イ 原告は,平成23年3月9日,本件工場の作業スペースにおいて,被告Y2社の商品の製品であるインナーウェアの箱詰め作業をしていたところ,被告Y1社のリーダーであるC(以下「C」という。)から集合の号令がかかり,原告が,自身の作業スペースから急いで通路に出ようとした。

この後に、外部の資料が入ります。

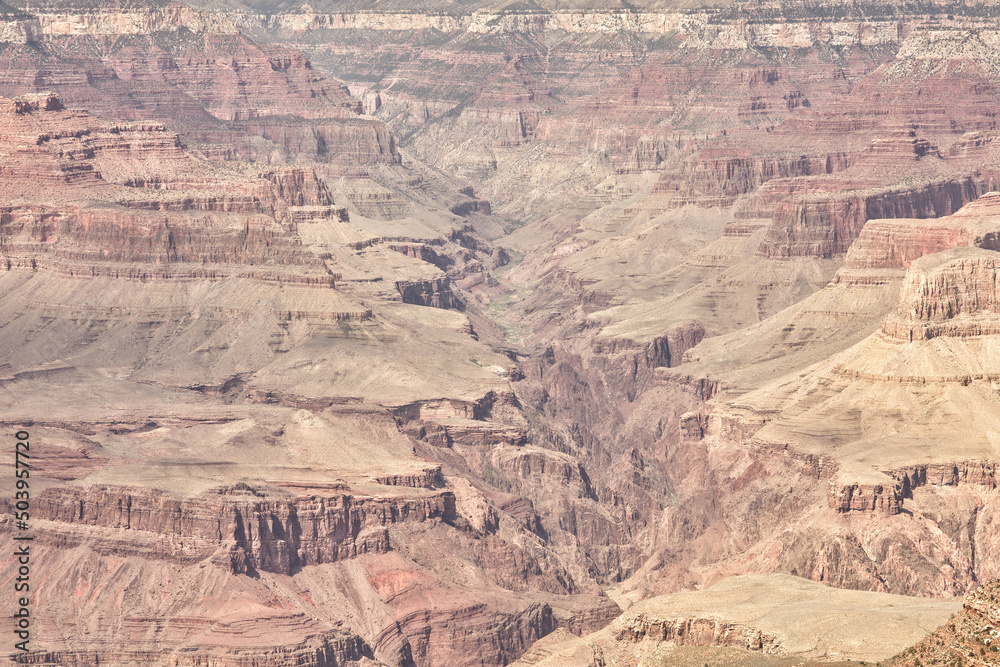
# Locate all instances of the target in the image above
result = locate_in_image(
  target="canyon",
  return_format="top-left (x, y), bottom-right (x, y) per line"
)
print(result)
top-left (0, 0), bottom-right (1000, 667)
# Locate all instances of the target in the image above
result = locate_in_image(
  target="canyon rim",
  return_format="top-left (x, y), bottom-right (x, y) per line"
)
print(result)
top-left (0, 0), bottom-right (1000, 667)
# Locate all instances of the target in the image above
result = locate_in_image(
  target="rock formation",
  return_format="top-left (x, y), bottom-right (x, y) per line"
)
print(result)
top-left (9, 0), bottom-right (1000, 667)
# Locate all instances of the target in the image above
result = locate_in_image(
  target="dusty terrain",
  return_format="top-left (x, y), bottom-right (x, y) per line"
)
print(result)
top-left (0, 0), bottom-right (1000, 667)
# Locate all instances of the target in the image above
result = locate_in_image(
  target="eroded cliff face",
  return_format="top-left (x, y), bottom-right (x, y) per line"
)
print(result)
top-left (0, 4), bottom-right (1000, 666)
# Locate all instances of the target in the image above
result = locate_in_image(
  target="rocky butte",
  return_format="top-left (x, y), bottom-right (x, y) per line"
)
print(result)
top-left (0, 0), bottom-right (1000, 667)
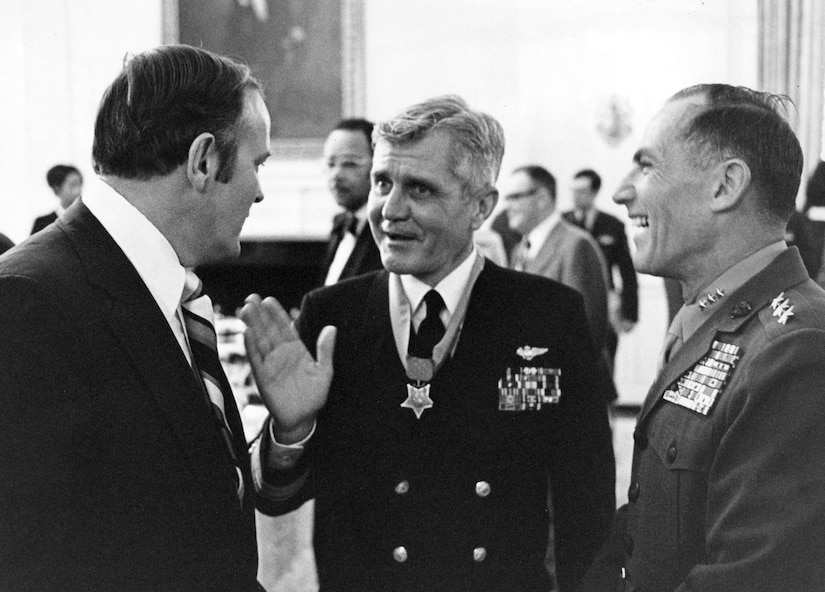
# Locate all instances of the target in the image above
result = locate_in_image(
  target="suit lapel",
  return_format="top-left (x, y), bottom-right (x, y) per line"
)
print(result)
top-left (639, 248), bottom-right (808, 423)
top-left (341, 229), bottom-right (372, 279)
top-left (524, 221), bottom-right (564, 275)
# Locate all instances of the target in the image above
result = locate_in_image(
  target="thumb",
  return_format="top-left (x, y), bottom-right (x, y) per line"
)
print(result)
top-left (315, 325), bottom-right (338, 371)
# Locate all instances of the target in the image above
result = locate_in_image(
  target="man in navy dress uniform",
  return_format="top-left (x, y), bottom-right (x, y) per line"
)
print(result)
top-left (242, 96), bottom-right (614, 591)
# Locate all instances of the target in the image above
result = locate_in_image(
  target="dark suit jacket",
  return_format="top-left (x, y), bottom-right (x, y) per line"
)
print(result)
top-left (262, 261), bottom-right (615, 592)
top-left (31, 212), bottom-right (57, 234)
top-left (318, 224), bottom-right (384, 285)
top-left (0, 201), bottom-right (257, 591)
top-left (564, 210), bottom-right (639, 323)
top-left (582, 249), bottom-right (825, 592)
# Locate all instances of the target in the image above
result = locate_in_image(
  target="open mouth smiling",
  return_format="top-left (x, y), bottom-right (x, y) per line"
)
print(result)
top-left (630, 216), bottom-right (650, 228)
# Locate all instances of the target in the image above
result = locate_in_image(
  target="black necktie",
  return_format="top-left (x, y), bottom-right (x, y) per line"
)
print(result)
top-left (407, 290), bottom-right (445, 359)
top-left (321, 210), bottom-right (358, 276)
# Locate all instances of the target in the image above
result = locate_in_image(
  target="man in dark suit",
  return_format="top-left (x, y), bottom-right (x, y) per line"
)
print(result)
top-left (563, 169), bottom-right (639, 369)
top-left (31, 164), bottom-right (83, 234)
top-left (320, 119), bottom-right (381, 286)
top-left (581, 84), bottom-right (825, 592)
top-left (242, 96), bottom-right (614, 591)
top-left (0, 46), bottom-right (282, 591)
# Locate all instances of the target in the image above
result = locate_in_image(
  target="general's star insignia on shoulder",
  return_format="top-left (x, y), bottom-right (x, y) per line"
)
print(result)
top-left (516, 345), bottom-right (547, 362)
top-left (771, 292), bottom-right (793, 325)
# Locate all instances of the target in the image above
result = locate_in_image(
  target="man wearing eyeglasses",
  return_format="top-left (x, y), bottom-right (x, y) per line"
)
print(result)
top-left (502, 165), bottom-right (607, 351)
top-left (319, 119), bottom-right (382, 286)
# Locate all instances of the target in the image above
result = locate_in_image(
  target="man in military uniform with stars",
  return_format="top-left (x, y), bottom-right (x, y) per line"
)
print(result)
top-left (242, 96), bottom-right (615, 592)
top-left (580, 84), bottom-right (825, 592)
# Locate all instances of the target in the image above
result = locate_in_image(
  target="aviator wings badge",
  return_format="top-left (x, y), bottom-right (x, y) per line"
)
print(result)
top-left (516, 345), bottom-right (547, 362)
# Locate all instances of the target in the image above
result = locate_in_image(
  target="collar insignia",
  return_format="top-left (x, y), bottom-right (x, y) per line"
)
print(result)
top-left (516, 345), bottom-right (547, 362)
top-left (771, 292), bottom-right (794, 325)
top-left (699, 288), bottom-right (725, 310)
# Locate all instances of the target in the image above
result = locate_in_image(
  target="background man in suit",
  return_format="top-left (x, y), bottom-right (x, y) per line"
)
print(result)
top-left (582, 84), bottom-right (825, 592)
top-left (242, 96), bottom-right (614, 591)
top-left (0, 46), bottom-right (280, 591)
top-left (563, 169), bottom-right (639, 370)
top-left (321, 119), bottom-right (381, 286)
top-left (31, 164), bottom-right (83, 234)
top-left (502, 165), bottom-right (607, 350)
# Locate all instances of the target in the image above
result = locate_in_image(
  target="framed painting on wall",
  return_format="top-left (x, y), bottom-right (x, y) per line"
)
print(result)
top-left (163, 0), bottom-right (364, 159)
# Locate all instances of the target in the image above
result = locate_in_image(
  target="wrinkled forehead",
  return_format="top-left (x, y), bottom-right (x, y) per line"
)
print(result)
top-left (645, 94), bottom-right (707, 144)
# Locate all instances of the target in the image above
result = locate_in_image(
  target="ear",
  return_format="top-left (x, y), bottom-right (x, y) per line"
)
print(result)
top-left (711, 158), bottom-right (751, 212)
top-left (473, 187), bottom-right (498, 230)
top-left (186, 132), bottom-right (220, 191)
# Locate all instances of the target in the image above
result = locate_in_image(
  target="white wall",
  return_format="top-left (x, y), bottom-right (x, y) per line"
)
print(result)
top-left (366, 0), bottom-right (757, 216)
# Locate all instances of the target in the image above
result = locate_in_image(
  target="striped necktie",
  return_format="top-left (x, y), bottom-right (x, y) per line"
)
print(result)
top-left (181, 271), bottom-right (244, 500)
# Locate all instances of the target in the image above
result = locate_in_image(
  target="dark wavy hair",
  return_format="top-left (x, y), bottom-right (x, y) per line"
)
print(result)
top-left (332, 117), bottom-right (375, 154)
top-left (92, 45), bottom-right (263, 182)
top-left (670, 84), bottom-right (802, 220)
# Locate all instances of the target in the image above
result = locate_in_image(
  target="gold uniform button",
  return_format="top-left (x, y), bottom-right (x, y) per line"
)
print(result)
top-left (392, 547), bottom-right (407, 563)
top-left (476, 481), bottom-right (490, 497)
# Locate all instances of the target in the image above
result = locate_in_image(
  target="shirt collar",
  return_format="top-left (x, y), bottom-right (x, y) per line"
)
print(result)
top-left (82, 179), bottom-right (186, 318)
top-left (400, 246), bottom-right (478, 316)
top-left (527, 209), bottom-right (561, 259)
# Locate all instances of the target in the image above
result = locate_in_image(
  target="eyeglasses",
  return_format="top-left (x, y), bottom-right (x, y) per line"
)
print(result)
top-left (504, 187), bottom-right (539, 201)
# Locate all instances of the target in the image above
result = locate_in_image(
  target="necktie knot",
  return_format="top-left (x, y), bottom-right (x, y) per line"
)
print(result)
top-left (408, 290), bottom-right (445, 358)
top-left (332, 210), bottom-right (358, 236)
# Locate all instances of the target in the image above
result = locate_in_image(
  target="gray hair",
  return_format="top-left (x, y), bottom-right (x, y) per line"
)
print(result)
top-left (372, 95), bottom-right (504, 193)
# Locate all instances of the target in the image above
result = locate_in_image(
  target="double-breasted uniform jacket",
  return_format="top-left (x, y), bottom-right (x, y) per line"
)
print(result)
top-left (563, 210), bottom-right (639, 323)
top-left (262, 261), bottom-right (615, 591)
top-left (0, 200), bottom-right (259, 592)
top-left (582, 249), bottom-right (825, 592)
top-left (524, 220), bottom-right (608, 350)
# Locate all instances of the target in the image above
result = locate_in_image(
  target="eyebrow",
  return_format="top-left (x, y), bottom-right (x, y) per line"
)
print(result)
top-left (633, 148), bottom-right (651, 164)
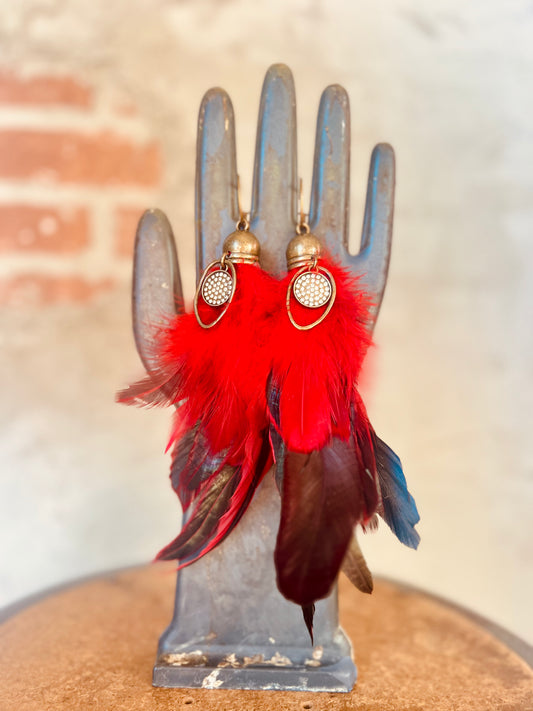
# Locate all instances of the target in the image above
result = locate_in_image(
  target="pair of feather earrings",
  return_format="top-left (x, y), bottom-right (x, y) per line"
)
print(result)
top-left (118, 218), bottom-right (419, 639)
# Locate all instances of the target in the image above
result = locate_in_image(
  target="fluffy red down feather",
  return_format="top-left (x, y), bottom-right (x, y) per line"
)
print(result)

ところが,作業スペース出入口には,畳まれた段ボールが立てかけてあり,それが原告の位置からは死角であったために,原告の右足が立てかけてあった段ボールを蹴るような形で当たり,段ボールが原告の足元に敷かれた状態となった。そして,原告は,次に左足を段ボールの上に乗せたところ,段ボールごと滑り,膝を床で強打した(本件事故)。
(2) 被告Y1社の責任原因
ア 被告Y1社は,社員である原告に対し,その従事させる業務を定めてこれを管理するに際し,その生命,身体等の安全を確保しつつ労働ができるように,必要な配慮をすべき安全配慮義務を負うところ,被告Y1社は,同社社員が本件工場の床で滑って転倒しないよう,現場監督責任者に対し,大量のワックスを塗布することを止めさせる義務又は転倒防止のための措置を講ずる義務があった。
それにもかかわらず,被告Y1社はこれらの措置を怠り,本件工場内に大量のワックスが塗布されている中で作業を行わせ,転倒防止措置を講ずることもなかったのであり,このような被告Y1社の不作為は安全配慮義務に違反し,民法415条に基づく責任を負う。
イ また,被告Y1社の上記安全配慮義務違反は,故意または過失に基づくことが明らかであることから,被告Y1社は,原告に対して,不法行為に基づく損害賠償責任を負う。
(被告Y1社の主張)
原告の主張は否認し,争う。
(1) 本件工場内に毎日大量のワックスが塗布されていた事実はない。本件工場では,別紙3(以下「本件図面3」という。)の廊下にある黒塗り部分について,1か月に1回程度の割合でワックスを塗布していた事実はあるものの,作業台付近にはワックスは塗布されておらず,滑りやすいという状況にもなかったのであり,床に大量のワックスが塗布されていたことを前提とする原告の安全配慮義務違反は前提を欠く。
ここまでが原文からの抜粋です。